Quote from: TimoVJL on April 03, 2025, 07:53:28 AMIn import section OS create IAT for imported functions.
So use proper import library for dlls and stop wasting program user time with so called clever code with own dynamic dll loading, that is useful, when dll is only used, when they are needed, like delayed linking.


Me ??? I rarely use dynamic dlls (with GetProcAddress etc). I tested it now due to the other thread we were talking about here
Coding in Assembly requires a mix of:
80% of brain, passion, intuition, creativity
10% of programming skills
10% of alcoholic levels in your blood.

My Code Sites:
http://rosasm.freeforums.org
http://winasm.tripod.com

zedd151

#8
I don't think he was addressing you, guga.

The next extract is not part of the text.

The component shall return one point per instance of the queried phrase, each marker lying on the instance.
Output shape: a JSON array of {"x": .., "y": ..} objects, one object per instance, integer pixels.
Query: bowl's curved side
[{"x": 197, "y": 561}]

You were just submitting your test results - although, a bit late it seems.  :biggrin:

Here's mine.  :tongue:  Better late than never.  :biggrin:
Dynamic 32 bit
Assembled with ML in 32-bit format using JBasic
100000000 iterations
265 ticks
266 ticks
266 ticks
265 ticks
266 ticks
266 ticks
265 ticks
266 ticks
265 ticks
266 ticks

Static 32 bit
Intel(R) Core(TM) i7-7700 CPU @ 3.60GHz
Assembled with ML in 32-bit format using MasmBasic
100000000 iterations
282 ticks
265 ticks
266 ticks
281 ticks
281 ticks
266 ticks
266 ticks
281 ticks
281 ticks
266 ticks

Dynamic 64 bit
Assembled with HJWasm32 in 64-bit format using JBasic
100000000 iterations
125 ticks
125 ticks
125 ticks
110 ticks
125 ticks
125 ticks
109 ticks
125 ticks
156 ticks
125 ticks

Both 32 bit versions about the same. 64 bit slightly more than twice as fast for me.  :biggrin:
I could not run the three programs concurrently using a batch file, btw jj. I had to run them seperately. They did not return to run the next one.
¯\_(ツ)_/¯   :azn:

'As we don't do "requests", show us your code first.'  -  hutch—

jj2007

Quote from: guga on April 03, 2025, 01:38:46 AMThat´s what i thought. Static linking is faster than using it dynamically

My tests said the opposite :cool:

In real life, results should be identical because you end up using identical kernel etc functions.